With the subsection suffixes selected & the full subsection url's reassembled out of these, what remains is to build up the entire text by taking each subsection url at a time & extracting text from all the relevant tags. The following observations guided the implementation of the scraping script:

• Every subsection's page begins with a head element including website navigation elements, etc., then is followed by a heading as an h[n] tag, with the numeral [n] varying according to level in the overall text;
• In addition to typesetting the main text in standard fashion, within paragraphs (p tags),
  • each subsection may include certain portions of the text outside of such tags;
  • or, because of discrepancies between the page's own mark-up versus the HTML formation rules which the parser in use (html.parser, html5lib etc.) expects, properly marked-up text in the response may land outside of their original tags in the parsing output.
• Every page also includes certain navigation elements at the foot of the page; these take the form of center elements containing hyperlinks which point elsewhere in the text.
• As well as strings suitable for extraction to form the corpus text,
  • other strings are specially formatted in font elements, to give them colors differing from the main text; these usually stand for page & paragraph numbering for cross-referencing the digital text with its original printed form.
  • However, some of these font elements contain attribution material which name the redactor who adapted these texts into their digital form: these elements must not be excluded from the text, and must have their text extracted into the final corpus text.
• Finally, some of the elements contain tabular information, in table tags, which can often have their text extracted for use in the corpus but may also be of interest in their original tabular representation (for separate future processing using structures such as lists, dictionaries etc.)

These design considerations called for an approach where, broadly speaking, every element is viewed from two perspectives: for their primary interest as containing possible corpus text, and for their tabular content (if any.)

When processing a parsed subsection, the first thing is to locate the first heading present.

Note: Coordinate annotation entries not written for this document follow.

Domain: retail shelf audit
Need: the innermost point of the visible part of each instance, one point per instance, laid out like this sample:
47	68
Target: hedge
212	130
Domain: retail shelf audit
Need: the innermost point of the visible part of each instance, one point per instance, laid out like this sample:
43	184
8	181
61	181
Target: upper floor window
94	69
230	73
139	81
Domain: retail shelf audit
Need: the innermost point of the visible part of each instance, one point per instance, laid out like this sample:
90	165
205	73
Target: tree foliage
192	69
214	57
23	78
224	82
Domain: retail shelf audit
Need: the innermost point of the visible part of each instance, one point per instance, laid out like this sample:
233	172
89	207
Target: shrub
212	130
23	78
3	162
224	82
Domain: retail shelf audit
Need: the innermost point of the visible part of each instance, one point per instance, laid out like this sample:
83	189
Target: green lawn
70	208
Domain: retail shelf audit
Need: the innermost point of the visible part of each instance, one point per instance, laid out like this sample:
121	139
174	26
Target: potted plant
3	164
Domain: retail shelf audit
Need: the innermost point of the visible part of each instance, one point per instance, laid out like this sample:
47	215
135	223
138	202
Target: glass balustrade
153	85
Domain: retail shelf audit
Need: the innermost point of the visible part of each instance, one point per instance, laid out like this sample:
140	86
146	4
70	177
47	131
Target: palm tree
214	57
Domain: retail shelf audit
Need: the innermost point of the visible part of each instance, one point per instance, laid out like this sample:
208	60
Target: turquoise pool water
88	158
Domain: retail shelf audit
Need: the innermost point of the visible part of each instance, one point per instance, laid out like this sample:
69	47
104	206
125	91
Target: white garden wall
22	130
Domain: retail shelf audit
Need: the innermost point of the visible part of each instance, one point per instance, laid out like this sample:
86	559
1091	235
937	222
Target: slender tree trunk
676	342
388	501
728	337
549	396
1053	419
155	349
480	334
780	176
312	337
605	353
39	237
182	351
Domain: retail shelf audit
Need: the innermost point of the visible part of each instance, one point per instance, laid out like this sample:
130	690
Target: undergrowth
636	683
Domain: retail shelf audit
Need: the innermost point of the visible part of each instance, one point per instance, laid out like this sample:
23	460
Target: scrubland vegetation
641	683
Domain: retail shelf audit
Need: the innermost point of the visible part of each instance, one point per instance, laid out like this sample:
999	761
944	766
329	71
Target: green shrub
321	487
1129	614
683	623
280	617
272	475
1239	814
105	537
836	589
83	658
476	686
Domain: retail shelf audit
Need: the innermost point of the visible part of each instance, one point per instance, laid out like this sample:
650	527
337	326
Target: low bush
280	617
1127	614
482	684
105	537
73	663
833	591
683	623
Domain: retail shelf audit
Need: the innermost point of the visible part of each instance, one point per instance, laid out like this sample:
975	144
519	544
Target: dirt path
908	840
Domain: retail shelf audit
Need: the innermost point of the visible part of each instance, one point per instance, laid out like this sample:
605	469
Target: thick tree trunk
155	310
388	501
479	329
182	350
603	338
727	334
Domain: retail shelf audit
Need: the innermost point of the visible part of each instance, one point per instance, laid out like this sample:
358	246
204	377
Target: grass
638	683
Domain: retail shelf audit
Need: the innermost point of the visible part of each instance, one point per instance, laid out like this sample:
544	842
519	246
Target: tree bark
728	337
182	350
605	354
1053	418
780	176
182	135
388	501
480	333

The parsed object is hierarchical in structure, as previously mentioned; the BeautifulSoup method find('x') will locate the first x tag present in the parse, regardless of its layer in the overall structure. Because the first heading tag may be of arbitrary importance, we have to match h followed by an arbitrary single-digit numeral & an re pattern is used for this task as well.

From there, every sibling of this first element is looked at, one at a time & in the order in which it appears. Again due to the essentially nested nature of HTML tags, the text of interest in each such sibling may exist directly in that element, or among its descendants. The BeautifulSoup method find_all(...) is used to identify all elements within a tag that satisfy the condition(s) provided as argument(s): see here for more information on its use. Because we simply are interested in examining all descendants, we pass the trivial condition to this method, i.e. find_all(True). Then each tag can be tested for its name, attributes, etc. and dealt with accordingly.

Tables can be copied using the BeautifulSoup implementation of the copy method for an element, which creates a copy outside of the overall parse context in which it originally appeared. By contrast, tags whose text are not of interest for the corpus are simply destroyed in-place during the recursive examination of their parent tag. (A regular-expression pattern search makes sure that such text doesn't include redactor attributions, before destruction.) With these steps taken care of, get_text method (or simple str() casting, for HTML tables and BeautifulSoup NavigableString elements) is used to build up the subsection's string to include in the overall corpus files.